During the Heian period (794-1185), poetry was limited to the nobility, and it is therefore somewhat ironic that the people who barely set foot out of their palaces, wrote thousands of poems about the nature they had isolated themselves from. Moreover, inside they were surrounded by seasonal elements and references to nature’s beauty.

Since Heian aristocratic women rarely went out, screen and partition paintings, decorated with small sheets of waka, became, along with the garden, a surrogate for nature. The women often composed poems not on the actual small cuckoo that they heard in the garden, but on the hototogisu painted on a screen painting or partition. – Shirane (2012), 64.

Shirane calls this “secondary nature” (nijiteki shizen 二次的自然), a culturally constructed nature that resembles in no way the real, raw nature. Hence, it should not come as a surprise that classical poetic motifs were strictly codified.
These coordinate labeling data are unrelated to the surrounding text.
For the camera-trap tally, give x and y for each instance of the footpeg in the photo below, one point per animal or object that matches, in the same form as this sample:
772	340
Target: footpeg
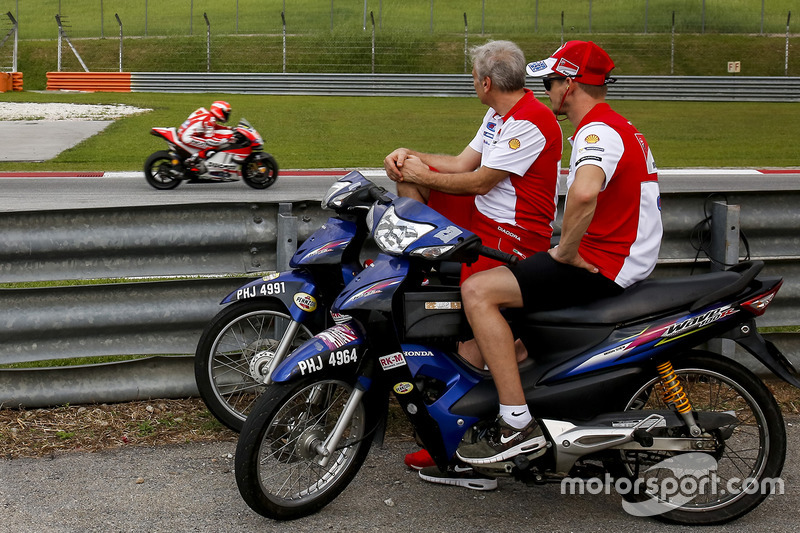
643	438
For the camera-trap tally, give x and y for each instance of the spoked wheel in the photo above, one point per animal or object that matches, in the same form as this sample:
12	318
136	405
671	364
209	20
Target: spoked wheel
260	170
726	480
234	354
278	467
159	172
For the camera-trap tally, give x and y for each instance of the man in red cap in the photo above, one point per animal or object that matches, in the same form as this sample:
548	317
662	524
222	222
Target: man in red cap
610	237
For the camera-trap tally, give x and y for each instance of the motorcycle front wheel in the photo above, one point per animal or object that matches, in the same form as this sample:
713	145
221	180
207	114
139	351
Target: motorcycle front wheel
260	170
277	463
159	172
710	486
234	353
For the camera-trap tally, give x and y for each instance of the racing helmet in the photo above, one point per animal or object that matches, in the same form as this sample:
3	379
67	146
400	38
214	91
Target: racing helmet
221	110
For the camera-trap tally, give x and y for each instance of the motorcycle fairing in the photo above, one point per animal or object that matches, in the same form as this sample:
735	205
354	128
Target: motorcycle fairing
429	364
373	287
443	231
326	245
294	288
338	349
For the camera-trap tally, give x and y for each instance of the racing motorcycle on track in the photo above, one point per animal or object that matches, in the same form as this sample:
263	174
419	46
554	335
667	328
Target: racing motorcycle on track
241	157
269	317
621	387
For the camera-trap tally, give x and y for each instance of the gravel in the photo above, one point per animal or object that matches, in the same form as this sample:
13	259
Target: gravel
62	111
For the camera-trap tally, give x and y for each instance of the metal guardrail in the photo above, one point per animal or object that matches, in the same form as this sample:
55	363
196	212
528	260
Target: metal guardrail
167	317
705	88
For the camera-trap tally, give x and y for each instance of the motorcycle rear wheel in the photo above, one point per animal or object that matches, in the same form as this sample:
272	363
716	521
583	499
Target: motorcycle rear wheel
234	350
276	464
158	171
753	453
260	170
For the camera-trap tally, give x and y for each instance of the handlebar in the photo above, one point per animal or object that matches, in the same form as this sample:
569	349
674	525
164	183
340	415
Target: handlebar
503	257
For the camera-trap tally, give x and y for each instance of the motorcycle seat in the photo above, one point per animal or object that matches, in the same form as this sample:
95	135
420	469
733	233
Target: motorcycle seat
654	296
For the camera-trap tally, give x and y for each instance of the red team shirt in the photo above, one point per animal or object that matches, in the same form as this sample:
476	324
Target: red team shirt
624	236
516	216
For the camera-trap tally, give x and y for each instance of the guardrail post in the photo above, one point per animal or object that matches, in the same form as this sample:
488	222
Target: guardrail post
724	235
287	236
724	253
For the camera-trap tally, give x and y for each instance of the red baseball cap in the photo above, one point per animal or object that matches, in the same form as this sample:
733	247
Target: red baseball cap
576	59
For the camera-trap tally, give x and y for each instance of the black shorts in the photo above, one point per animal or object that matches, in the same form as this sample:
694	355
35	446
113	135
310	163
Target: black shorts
547	284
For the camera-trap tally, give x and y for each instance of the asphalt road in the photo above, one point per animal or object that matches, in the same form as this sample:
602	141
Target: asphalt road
192	488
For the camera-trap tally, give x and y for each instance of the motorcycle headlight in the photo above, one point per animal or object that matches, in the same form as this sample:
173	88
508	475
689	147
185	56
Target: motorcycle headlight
394	234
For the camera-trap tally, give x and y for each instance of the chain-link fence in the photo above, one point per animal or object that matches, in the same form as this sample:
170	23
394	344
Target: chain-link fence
96	18
645	37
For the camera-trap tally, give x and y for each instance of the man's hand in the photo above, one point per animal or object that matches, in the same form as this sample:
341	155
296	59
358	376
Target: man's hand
394	164
575	260
412	168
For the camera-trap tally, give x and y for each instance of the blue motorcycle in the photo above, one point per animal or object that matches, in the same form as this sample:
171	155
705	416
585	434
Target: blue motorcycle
621	387
267	318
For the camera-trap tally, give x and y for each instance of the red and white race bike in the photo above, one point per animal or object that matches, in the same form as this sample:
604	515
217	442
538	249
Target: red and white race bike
240	157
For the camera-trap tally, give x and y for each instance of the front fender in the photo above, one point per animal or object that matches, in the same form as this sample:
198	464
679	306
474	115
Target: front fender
296	289
338	350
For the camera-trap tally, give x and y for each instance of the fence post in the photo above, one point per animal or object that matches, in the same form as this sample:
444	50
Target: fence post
120	40
466	48
786	63
283	20
672	48
590	16
208	43
14	31
703	18
372	18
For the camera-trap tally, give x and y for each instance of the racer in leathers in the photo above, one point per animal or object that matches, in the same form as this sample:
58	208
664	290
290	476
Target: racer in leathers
201	130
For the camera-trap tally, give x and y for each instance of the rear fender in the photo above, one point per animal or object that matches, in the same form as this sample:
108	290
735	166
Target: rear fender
336	351
770	356
296	289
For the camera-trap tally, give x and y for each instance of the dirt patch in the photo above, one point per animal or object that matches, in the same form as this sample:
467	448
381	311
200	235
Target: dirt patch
46	432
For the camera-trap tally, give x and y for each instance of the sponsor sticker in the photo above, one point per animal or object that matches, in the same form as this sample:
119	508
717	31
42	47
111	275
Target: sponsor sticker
393	360
404	387
305	301
435	306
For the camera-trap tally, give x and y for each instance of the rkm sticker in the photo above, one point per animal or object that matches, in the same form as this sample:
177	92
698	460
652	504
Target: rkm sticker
393	360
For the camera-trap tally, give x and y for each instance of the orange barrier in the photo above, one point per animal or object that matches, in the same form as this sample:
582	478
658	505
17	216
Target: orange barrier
117	82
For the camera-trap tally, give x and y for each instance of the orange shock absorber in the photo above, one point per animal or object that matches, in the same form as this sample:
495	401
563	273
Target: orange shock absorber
674	394
673	391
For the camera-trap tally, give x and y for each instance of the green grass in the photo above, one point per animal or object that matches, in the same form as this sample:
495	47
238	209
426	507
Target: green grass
350	132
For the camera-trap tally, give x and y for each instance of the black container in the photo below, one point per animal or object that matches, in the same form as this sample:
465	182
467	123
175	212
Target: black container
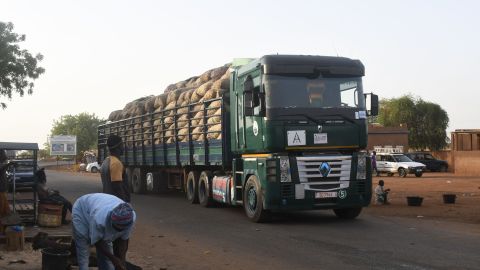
449	198
414	201
54	259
A canon of nature images came into existence: all seasonal elements with their own established associations, set combinations and temporal and physical location. For example, April was represented by the lesser cuckoo (hototogisu ホトトギス) and Deutzia flower (unohana卯の花) in the canonized Poems on Flowers and Birds of the Twelve Months (1214) by Fujiwara no Teika (1162-1241). Plants, flowers and animals that did not make the waka shortlist were left unsung for centuries. For example, the only four-legged animal was the deer, associated with loneliness, since birds and insects were more fancied among high-class society.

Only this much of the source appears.